The authorities are in conflict as to whether the insurer may be barred by waiver or by estoppel from asserting the defense of lack of insurable interest. One theory views the requirement of insurable interest as necessary because of public policy, and without such interest the policy is void from its inception. Thus, the insurer could not waive the requirement. The other theory looks upon the requirements of insurable interest as intended primarily to protect the insurer. If the latter view is accepted, it would follow that the insurer could waive the requirement and estoppel could be used effectively to prevent the insurer from later using the requirements as a defense. Apparently, the majority of cases on the subject take the latter view [175 A.L.R. 1284].

Insurance Company Underwriting Rules

Where a person legally has an unlimited insurable interest in his own life, it would appear that he could secure an unlimited amount of life insurance and could name any person he so desired as beneficiary. In these two areas as well as others, however, insurance company underwriting rules may impose limitations.

A life insurance policy is a contract and since there is no law that requires an insurance company to enter into a contract with a prospective insured, it can set up certain standards that must be met before it assumes the risk. For example, a company ordinarily will not issue insurance on a person`s life in excess of an amount which it determines is suitable to his circumstances and means. Generally, neither will a company, at the contract`s inception, permit the insured to name as beneficiary a person who does not have an insurable interest in the life of the insured.

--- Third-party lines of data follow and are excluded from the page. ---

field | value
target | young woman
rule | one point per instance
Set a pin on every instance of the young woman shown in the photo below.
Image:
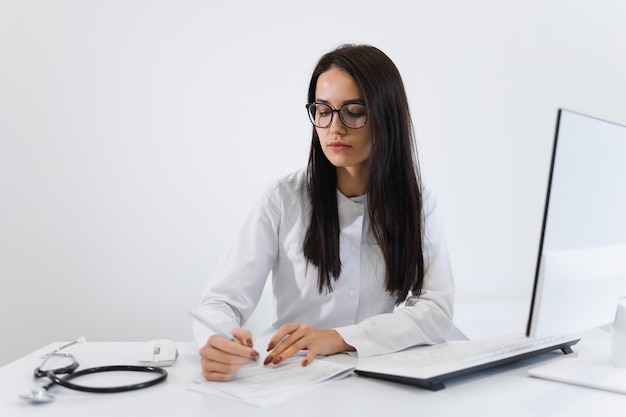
(347, 240)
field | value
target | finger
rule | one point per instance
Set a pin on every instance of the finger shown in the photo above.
(310, 356)
(244, 336)
(218, 344)
(288, 347)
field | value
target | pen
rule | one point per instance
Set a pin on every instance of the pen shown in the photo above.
(214, 328)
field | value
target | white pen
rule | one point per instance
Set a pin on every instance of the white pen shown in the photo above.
(214, 328)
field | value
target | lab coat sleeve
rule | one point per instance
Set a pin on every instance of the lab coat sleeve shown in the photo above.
(424, 319)
(236, 285)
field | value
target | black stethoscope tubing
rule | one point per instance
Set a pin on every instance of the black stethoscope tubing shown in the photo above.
(65, 381)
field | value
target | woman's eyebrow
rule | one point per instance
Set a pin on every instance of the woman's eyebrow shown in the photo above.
(350, 101)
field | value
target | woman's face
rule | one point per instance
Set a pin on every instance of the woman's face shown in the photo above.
(344, 147)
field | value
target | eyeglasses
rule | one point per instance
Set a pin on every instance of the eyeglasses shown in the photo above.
(352, 115)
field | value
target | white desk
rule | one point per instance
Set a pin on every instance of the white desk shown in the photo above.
(497, 392)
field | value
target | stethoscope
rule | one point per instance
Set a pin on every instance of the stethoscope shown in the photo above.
(42, 394)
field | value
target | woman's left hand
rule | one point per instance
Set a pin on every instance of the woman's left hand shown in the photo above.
(292, 338)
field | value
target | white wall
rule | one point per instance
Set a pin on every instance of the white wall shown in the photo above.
(134, 135)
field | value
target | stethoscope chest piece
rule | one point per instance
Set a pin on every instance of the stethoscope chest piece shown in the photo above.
(38, 396)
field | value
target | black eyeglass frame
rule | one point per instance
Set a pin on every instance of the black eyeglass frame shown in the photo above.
(332, 114)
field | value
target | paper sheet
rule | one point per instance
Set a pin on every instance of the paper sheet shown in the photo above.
(262, 385)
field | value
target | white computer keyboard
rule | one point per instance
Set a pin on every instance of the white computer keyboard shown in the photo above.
(429, 365)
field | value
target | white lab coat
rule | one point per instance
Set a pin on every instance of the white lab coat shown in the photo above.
(359, 307)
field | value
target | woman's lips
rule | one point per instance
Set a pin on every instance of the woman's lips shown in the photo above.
(337, 146)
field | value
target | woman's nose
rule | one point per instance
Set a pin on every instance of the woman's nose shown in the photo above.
(336, 125)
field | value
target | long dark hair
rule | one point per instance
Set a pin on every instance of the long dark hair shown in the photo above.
(393, 187)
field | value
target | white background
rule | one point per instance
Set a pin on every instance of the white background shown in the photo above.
(135, 135)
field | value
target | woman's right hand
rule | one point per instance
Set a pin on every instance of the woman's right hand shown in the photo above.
(222, 358)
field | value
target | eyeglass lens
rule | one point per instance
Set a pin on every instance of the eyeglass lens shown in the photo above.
(352, 115)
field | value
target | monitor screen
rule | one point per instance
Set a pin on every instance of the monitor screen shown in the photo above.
(581, 267)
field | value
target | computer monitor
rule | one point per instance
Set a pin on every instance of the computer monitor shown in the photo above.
(581, 267)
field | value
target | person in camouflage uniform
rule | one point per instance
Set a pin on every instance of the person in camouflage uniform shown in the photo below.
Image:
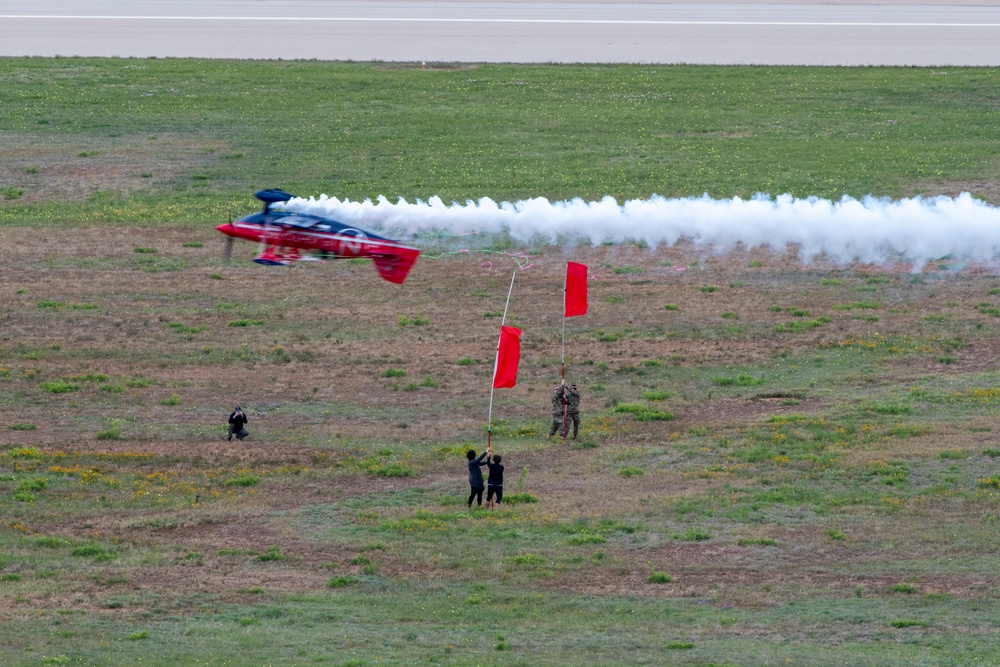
(573, 409)
(557, 409)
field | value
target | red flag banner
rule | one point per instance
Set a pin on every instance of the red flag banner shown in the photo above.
(576, 289)
(508, 356)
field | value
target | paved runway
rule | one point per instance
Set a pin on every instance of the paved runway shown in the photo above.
(807, 32)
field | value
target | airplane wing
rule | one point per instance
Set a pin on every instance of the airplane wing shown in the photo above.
(395, 263)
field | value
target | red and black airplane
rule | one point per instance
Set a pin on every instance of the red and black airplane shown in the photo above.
(283, 236)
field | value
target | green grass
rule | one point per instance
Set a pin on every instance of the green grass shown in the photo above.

There are, of course, many other company underwriting rules that may differ from the legal rules. The life underwriter should be able to readily distinguish the legal rules from his company`s underwriting rules in the area of insurable interest.


In view of the irreconcilable conflict in the authorities on the question of kinship and its sufficiency as an insurable interest, the fact that the decisions in a single state sometimes are not uniform, and the fact that sometimes the subject of insurable interest is covered by statutory provisions, it is difficult if not impossible to attempt any arbitrary application of the general rules discussed above. In doubtful cases, reference must be made to the statutes and decisions of the individual state in which the issue arises.

The general principles remain clear, namely: (1) where the insured takes out the policy on his own life, he can ordinarily name any beneficiary he pleases regardless of the existence or lack of an insurable interest (but subject to approval of the insurer), and (2) where someone other than the insured seeks to obtain the insurance, the party contracting for the policy must have some reasonable expectation of pecuniary benefit or advantage in the continuation of the insured`s life, or be so closely related to the insured as to create a presumed desire for the continuance of that life---or both. The prospective insured must have knowledge of or consent to the issuance of a policy on his life.

The matter of insurable interest of a corporation or other business in a key employee is discussed in Section 15, Subdivision A—Key-Executive Insurance and Incentive Plans.